Surprising Stats
Did you know? . . .
I
“In the United States, the government controls 84 percent of health spending. That’s a larger share than in 27 out of 38 OECD-member nations, including the United Kingdom (83 percent) and Canada (73 percent), each of which has an explicitly socialized health care system. When it comes to government control of health spending, the United States is closer to communist Cuba (89 percent) than the average OECD nation (75 percent).”
And
“The health care industry spends six times what the defense industry does on lobbying Congress.”
Source: Michael Cannon at Cato
II
Referring to the Economic Freedom of the World Report: “As the authors point out, between 1933 and 2016 (before the first Trump administration), the effective tariff rate in the United States fell from about 20 percent to less than 2 percent.
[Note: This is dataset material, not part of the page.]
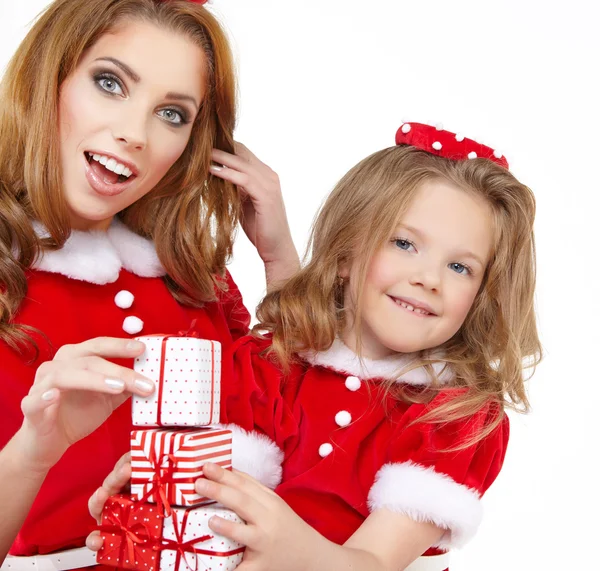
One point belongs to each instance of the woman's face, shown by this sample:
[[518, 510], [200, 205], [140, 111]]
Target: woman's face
[[125, 117]]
Trumpian protectionism, however, means that the effective US tariff rate now stands at 20.2 percent, well above the global trade-weighted average of 2.5 percent. Such is the magnitude of the increase in US tariffs that the United States now ranks a lowly 161 out of 165 countries examined in the report in the tariff subcomponent score, just behind Iran. The United States now keeps company with poorer, authoritarian regimes rather than wealthier, market-oriented democracies, a bloc it once led.”
Source: Economic Freedom of the World 2025
III
“The [chart below] depicts changes in the share of twelfth-grade students hitting “proficient” from the baseline years of 1992 for reading and 2005 for math. It also shows the percentage change in inflation-adjusted spending per pupil from the 1992 baseline. The results are not good: real spending rose more than 50 percent, while the share of students proficient in reading dropped 6 percentage points—from 40 percent in 1992 to only 34 percent in 2024—and in math fell 1 percentage point, from 23 percent in 2005 to 22 percent in 2024.”
Source: Neal McCluskey at Cato
IV
“In the first three months of 2025, U.S. companies canceled, downsized or mothballed nearly $8 billion worth of supply chain projects — including more than $2.2 billion tied to battery plants. That single quarter exceeded the combined losses of the previous two years, according to Atlas Public Policy.”